Schluss mit Emerging Markets?
Klaus Buhl in Nebenwerte Daily zum Thema Aktien & Aktienhandel
vom 21. April 2011, 17:00 Uhr
ENL5454
im Laufe meiner heutigen Runde durch die Welt der digitalen Massenmedien blieb ich unter anderem wieder einmal bei der guten Financial Times Deutschland hängen. Dort ist ein Artikel auf der Homepage zu lesen mit dem Titel "Schwellenländerparty vor dem aus".
Das klingt natürlich zuerst einmal nicht schön für jemanden wie mich, der, wie tausende anderer Anleger sicher auch, in den letzten Monaten in den Schwellenländern durchaus sehr positiv mit seinen Investmentaktivitäten abschnitt. Wie kommt also die FTD dazu?
Das Wichtigste in Kürze:
Die Neigung zu einer inflationsbedingt strafferen Geldpolitik in den sogenannten Bric-Ländern kann die seit 1997 anhaltende Boomphase der dortigen Aktienmärkte möglicherweise beenden. Darauf deuten Analystenprognosen für diese Märkte, wie aus Daten von Bloomberg hervorgeht.

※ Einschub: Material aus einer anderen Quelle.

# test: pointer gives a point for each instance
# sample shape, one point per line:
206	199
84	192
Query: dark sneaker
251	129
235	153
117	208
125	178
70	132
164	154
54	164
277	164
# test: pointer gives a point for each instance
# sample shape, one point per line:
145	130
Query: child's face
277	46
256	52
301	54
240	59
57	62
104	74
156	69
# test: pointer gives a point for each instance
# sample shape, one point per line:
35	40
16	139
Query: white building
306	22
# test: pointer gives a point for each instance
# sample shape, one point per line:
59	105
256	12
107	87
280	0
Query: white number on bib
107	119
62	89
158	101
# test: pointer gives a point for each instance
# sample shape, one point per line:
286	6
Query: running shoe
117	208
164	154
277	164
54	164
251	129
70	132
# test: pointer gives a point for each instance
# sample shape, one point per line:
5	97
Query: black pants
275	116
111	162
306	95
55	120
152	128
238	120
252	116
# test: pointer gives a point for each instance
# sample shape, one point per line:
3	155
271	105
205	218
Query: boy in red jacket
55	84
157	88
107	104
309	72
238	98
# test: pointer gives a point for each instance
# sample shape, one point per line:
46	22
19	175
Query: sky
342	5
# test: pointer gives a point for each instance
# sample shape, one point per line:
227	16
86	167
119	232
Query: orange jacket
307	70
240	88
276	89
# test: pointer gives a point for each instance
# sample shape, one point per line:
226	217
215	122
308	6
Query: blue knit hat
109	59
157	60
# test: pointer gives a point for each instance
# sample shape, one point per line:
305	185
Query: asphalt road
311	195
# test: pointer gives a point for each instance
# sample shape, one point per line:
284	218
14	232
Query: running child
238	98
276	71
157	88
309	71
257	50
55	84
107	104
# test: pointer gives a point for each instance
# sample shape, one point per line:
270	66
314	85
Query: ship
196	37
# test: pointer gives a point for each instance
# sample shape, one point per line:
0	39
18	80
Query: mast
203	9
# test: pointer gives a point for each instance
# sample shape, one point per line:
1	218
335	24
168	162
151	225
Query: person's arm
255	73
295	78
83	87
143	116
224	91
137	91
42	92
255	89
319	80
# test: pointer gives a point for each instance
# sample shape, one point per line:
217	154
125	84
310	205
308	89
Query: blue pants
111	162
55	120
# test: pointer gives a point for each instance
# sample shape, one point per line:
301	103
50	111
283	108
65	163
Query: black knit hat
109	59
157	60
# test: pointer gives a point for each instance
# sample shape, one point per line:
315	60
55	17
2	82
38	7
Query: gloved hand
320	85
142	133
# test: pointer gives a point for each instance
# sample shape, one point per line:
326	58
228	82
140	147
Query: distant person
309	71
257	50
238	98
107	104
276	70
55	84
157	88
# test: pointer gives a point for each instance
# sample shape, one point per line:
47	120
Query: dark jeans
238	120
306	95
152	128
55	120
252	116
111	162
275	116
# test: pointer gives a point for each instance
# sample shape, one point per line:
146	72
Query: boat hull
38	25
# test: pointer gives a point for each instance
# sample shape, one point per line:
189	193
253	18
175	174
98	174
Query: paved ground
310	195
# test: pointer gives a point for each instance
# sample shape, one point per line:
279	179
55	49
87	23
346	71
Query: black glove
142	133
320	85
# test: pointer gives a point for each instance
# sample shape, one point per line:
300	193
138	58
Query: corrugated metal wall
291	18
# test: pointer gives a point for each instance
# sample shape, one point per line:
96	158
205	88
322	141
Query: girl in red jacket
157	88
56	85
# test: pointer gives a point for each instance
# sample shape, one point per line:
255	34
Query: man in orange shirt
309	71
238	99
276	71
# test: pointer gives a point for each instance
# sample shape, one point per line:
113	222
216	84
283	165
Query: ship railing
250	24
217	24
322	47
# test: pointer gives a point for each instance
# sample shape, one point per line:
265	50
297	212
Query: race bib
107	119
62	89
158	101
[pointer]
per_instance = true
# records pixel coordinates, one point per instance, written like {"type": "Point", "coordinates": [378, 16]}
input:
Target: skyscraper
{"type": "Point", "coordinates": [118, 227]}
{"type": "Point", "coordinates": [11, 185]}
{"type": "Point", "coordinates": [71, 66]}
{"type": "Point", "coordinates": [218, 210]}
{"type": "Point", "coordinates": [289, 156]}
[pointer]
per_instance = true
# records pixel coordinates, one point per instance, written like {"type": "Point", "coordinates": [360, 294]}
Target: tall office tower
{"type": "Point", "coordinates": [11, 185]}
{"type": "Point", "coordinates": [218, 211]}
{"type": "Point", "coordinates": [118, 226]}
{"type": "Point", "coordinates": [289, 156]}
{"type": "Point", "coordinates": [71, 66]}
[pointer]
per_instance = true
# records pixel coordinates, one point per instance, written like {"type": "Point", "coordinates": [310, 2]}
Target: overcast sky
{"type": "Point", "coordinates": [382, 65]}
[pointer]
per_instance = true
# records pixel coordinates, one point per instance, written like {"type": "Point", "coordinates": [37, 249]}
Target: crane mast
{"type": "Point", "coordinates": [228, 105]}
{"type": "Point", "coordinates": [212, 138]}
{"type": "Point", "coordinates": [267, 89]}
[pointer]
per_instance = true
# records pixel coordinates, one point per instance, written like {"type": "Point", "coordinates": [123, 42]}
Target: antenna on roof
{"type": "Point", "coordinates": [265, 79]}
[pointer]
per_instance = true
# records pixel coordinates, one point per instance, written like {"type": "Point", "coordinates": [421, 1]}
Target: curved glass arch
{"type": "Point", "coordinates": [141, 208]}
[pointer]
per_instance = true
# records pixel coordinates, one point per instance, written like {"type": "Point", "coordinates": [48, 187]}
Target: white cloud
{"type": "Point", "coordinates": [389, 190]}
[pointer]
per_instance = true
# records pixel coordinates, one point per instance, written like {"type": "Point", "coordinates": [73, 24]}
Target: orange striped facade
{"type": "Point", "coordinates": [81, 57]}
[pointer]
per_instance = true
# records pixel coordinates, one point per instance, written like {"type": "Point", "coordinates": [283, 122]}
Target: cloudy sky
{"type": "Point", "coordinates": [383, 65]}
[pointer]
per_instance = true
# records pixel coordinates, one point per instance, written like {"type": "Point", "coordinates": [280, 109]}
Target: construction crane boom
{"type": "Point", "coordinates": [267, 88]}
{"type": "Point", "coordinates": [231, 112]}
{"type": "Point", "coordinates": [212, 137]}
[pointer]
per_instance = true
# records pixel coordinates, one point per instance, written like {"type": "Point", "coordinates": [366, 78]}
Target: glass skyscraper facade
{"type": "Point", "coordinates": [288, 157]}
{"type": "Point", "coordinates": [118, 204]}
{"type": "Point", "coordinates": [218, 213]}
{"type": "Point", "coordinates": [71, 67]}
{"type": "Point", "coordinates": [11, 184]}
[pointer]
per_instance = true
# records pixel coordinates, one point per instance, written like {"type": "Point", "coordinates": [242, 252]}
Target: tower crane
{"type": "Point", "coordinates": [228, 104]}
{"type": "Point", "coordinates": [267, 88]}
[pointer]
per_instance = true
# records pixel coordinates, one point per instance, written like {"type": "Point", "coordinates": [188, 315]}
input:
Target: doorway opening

(Quelle: FTD, siehe Link oben)
Detaillierter sind die Gedanken im besagten Artikel ausgeführt.
Da auf Analysten aber bekanntlich bei weitem nicht immer Verlass ist (man denke nur an die Krise 2007/2008), ist es besser, solche Dinge stets mit der Situation in den Charts abzugleichen.
Als Stellvertreter für die Emerging Markets bietet sich hierfür z.B. der MSCI Emerging Markets Index an:
Quelle: Stockcharts
Nun, ich weiß nicht, wie es Ihnen geht, aber so verkehrt sieht das für mich bisher noch nicht aus. Wo ist das Problem einen Stop Loss zu setzen und die Emerging Markets Story auszufahren, bis wirklich nicht mehr genug Dampf im Kessel ist?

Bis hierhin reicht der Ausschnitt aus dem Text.